The Fanciers & Realizers MEGAPACK
Page 69
In a well-coordinated reich, her first contacts should have been the airship’s captain and officers of the watch. But what reich in all the world’s history had ever been well coordinated? Besides: Trust no one. Confide fully in no one. There is no true honor among thieves, or anyone else. This was the code of Ilna Junge von Cruewell, and she broke it for no one except Valkyrie.
Chapter 2
“The question naturally concerns us all, ‘Wouldn’t another dirigible glut the market? Check, Hindenburg II and Cygnus are showing good profits, but how many more potential airship passengers can there be? Seeing that most reality perceivers still prefer faster, cheaper, or privater transport, while only certain specialized brands of fantasy perceivers take to any kind of air travel.

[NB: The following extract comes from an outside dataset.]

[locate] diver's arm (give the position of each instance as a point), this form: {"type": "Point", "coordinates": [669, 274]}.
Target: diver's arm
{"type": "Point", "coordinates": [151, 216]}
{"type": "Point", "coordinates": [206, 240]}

“It’s beyond dispute that not all fanciers are perceptionally equipped to travel by flying machine. The short historical era of the original passenger dirigibles—the Intermission between Acts 1 and 2 of the Last Great War—attracts few voluntary residents, and no other realistic world from the Upper Paleolithic to 2076 C.E., when NTC launched the Hindenburg II, includes the concept of anything comparable in sheer bulk to a giant dirigible that is at the same time capable of being flown through the air. Yes, the majority of fanciers still see our dirigibles as great cloudbanks floating overhead.
“But we should bear in mind the sizable minority of the fantasy-perceiving population who have reconstructed for themselves mythical, speculative, theoretical, science-fictional, folkloric, and outright fantastical versions of standard reality. The generation now in its full middle-age height of purchasing power contains a percentage by no means to be coughed at of such fanciers, and the studies of White and Harris, Numberwig, Social Polygraph Associates, and Nielsen Families Inc. all suggest that such double-fantasy worlds are again on the upswing. ... While it may be true that [such fanciers] can, at need, perceive ordinary airplanes as airships, magic carpets, mystical clouds, flying islands in the sky, and so on, our profit margins on the airships in current operation indicate that, given the choice and the right kind of print brochure, enough of those who can afford it will opt for real dirigibles, to continue showing us profits.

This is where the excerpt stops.